Dans la capitale française, le segment de l’immobilier résidentiel fait grise mine du fait de la crise sanitaire. De son côté, l’immobilier professionnel (bureaux, locaux commerciaux…) n’est pas non plus au mieux de sa forme. Le marché immobilier parisien semble malgré tout faire preuve de résilience, tiré notamment par les grandes écoles. En effet, ces dernières sont de plus en plus nombreuses à vouloir s’implanter à Paris ou à agrandir le campus existant.

Les écoles moins prestigieuses en quête de visibilité à Paris

À cause de la crise sanitaire et, par extension, du télétravail, le rythme des locations de bureaux a fortement ralenti dans la capitale. Pour sa part, l'immobilier résidentiel a également enregistré une baisse de la demande. En effet, Paris s'est vidé de ses habitants. En quête de verdure et d'espace, ces derniers se sont éloignés de la capitale pour s'installer dans les villes moyennes.

Pour autant, le marché immobilier parisien dans son ensemble a fait le dos rond face à la crise. Le secteur a notamment été porté par les écoles supérieures. Celles-ci se sont montrées très actives au cours des six dernières années en Ile-de-France, concluant des contrats de bail et lançant de vastes chantiers.

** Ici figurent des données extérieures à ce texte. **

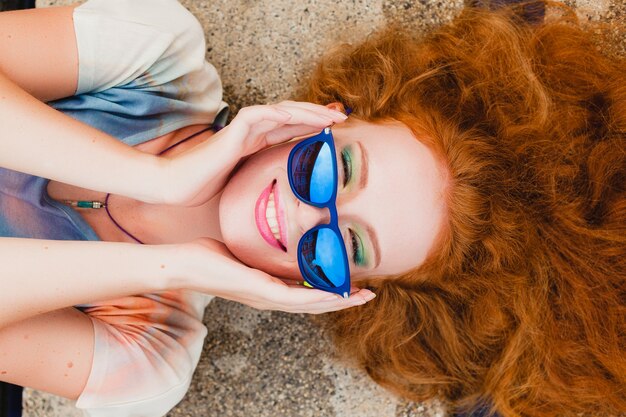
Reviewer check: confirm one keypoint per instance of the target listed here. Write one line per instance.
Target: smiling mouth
(269, 217)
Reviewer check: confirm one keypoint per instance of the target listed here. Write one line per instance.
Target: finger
(288, 132)
(334, 305)
(300, 115)
(290, 281)
(254, 115)
(321, 109)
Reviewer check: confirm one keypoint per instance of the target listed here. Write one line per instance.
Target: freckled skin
(402, 202)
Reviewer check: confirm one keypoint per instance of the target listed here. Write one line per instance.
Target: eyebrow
(364, 166)
(362, 184)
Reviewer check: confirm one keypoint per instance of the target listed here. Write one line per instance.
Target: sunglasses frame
(326, 137)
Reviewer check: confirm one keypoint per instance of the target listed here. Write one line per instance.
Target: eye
(357, 248)
(346, 162)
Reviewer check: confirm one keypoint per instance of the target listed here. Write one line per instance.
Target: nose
(308, 216)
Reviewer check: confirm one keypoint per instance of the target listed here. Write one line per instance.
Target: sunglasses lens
(313, 172)
(323, 257)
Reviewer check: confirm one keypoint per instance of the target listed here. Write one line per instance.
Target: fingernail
(339, 114)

Ce sont surtout les nouvelles écoles en quête de notoriété qui cherchent à s'implanter à Paris, à l'image du Paris School of Business qui serait en discussion avec le groupe Galileo afin d'investir le site laissé vacant par AgroParisTech.

Le Cours Florent ainsi que d'autres écoles privées supérieures ont également manifesté leur intérêt pour le site.


235 000 mètres carrés en 5 ans

Depuis 2016, les « gros contrats » de bail et d'acquisition se sont multipliés en région parisienne pour les écoles supérieures.

Outre les nouveaux arrivants, ce marché est également animé par les établissements déjà en place, mais qui continuent de grandir au fil des années et manifestent le besoin d'élargir toujours plus leur campus.

Au cours des 5 dernières années, plus de 70 transactions supérieures à 1 000 mètres carrés ont été recensées par la société britannique Knight Frank dans la région parisienne, soit un volume total de 235 000 mètres carrés de sites et de locaux.

En plus de maintenir à flot le marché immobilier, les grandes écoles constituent également une source précieuse de revenus pour les compagnies d'assurance. Au cours de cette même période, la simulation assurance habitation est devenue une pratique courante pour les établissements supérieurs, les contrats sur des sites de cette envergure étant trop importants pour être conclus à l'aveugle.